Le Tribunal administratif de Versailles a été saisi par Mme A... d’une requête en référé sur le fondement de l’article L. 521-3 du code de justice administrative, afin d’enjoindre au préfet des Yvelines de statuer sur sa demande de naturalisation déposée en 2021. La juge des référés a rejeté la requête, estimant que la condition d’urgence n’était pas remplie, faute pour la requérante d’avoir produit des pièces établissant un préjudice suffisamment grave et immédiat. La décision rappelle que l’urgence doit être concrètement justifiée, et que les seules allégations d’un délai anormalement long ou de difficultés personnelles et professionnelles ne suffisent pas.
Texte intégral
Vu la procédure suivante :
Par une requête, enregistrée le 18 septembre 2025, Mme B... A..., demande au juge des référés d’enjoindre au préfet des Yvelines, sur le fondement de l’article L. 521-1 du code de justice administrative, de statuer sur sa demande de naturalisation dans un délai de deux mois à compter de la notification de l’ordonnance à intervenir, sous astreinte de 50 euros par jour de retard.
La requête a été communiquée au préfet des Yvelines, qui n’a pas présenté d’observations.
Vu les autres pièces du dossier.
Vu :
- le code de l’entrée et du séjour des étrangers et du droit d’asile ;
- le code de justice administrative.
La présidente du tribunal a désigné Mme Boukheloua, vice-présidente, pour statuer sur les demandes de référés.
Considérant ce qui suit :
1. Mme B... A..., née en 2002 à Mamoudzou, a déposé le 15 novembre 2021 une demande de naturalisation auprès des services de la sous-préfecture de Saint-Germain-en-Laye.

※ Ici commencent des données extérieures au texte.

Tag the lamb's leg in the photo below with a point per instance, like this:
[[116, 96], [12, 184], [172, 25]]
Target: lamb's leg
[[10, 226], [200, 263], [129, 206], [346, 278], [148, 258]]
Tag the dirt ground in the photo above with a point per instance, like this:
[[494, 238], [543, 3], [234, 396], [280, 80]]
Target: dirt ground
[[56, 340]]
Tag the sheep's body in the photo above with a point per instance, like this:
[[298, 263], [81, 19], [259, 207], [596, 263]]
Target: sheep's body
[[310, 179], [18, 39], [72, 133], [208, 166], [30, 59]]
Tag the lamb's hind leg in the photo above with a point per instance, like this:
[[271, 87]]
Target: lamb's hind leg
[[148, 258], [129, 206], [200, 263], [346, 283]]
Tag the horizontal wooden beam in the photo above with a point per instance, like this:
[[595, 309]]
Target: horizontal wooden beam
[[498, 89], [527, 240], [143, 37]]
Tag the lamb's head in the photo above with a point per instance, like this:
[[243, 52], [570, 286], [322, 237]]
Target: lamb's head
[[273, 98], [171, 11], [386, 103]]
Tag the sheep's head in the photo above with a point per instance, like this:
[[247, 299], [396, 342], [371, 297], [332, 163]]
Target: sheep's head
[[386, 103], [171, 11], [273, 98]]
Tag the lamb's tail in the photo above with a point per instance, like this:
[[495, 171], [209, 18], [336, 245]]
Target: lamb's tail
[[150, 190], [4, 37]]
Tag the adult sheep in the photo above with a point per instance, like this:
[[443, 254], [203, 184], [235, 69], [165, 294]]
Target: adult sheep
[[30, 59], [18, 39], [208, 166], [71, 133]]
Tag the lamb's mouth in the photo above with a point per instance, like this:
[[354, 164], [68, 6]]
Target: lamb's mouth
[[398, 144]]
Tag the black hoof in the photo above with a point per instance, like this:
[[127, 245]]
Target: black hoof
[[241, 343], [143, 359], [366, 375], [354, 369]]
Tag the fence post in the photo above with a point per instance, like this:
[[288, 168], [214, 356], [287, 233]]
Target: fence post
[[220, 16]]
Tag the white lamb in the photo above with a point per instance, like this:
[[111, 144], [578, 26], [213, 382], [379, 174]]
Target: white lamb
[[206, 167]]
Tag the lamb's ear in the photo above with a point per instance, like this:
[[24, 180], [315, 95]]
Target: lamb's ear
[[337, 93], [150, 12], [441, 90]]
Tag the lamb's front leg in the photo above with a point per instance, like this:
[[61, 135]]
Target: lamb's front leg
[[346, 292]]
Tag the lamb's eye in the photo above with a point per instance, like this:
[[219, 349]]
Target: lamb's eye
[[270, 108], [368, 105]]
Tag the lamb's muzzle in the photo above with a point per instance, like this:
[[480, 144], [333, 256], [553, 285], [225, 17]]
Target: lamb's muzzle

Mme A... demande au juge des référés d’enjoindre au préfet des Yvelines de statuer sur sa demande.
2. Aux termes de l’article L. 521-3 du code de justice administrative : « En cas d'urgence et sur simple requête qui sera recevable même en l'absence de décision administrative préalable, le juge des référés peut ordonner toutes autres mesures utiles sans faire obstacle à l'exécution d'aucune décision administrative. ». Saisi sur le fondement de l’article L. 521-3 du code de justice administrative d’une demande qui n’est pas manifestement insusceptible de se rattacher à un litige relevant de la compétence du juge administratif, le juge des référés peut prescrire, à des fins conservatoires ou à titre provisoire, toutes mesures que l’urgence justifie, notamment sous forme d’injonctions adressées à l’administration, à la condition que ces mesures soient utiles sans faire obstacle à l’exécution d’aucune décision administrative et ne se heurtent à aucune contestation sérieuse. S’agissant de la condition d'urgence à laquelle est notamment subordonné le prononcé des mesures mentionnées à l’article L. 521-3, il appartient au juge des référés d'apprécier concrètement, compte tenu des justifications fournies par le requérant, si la situation portée à sa connaissance est de nature à porter un préjudice suffisamment grave et immédiat à un intérêt public, à la situation du requérant ou aux intérêts qu'il entend défendre.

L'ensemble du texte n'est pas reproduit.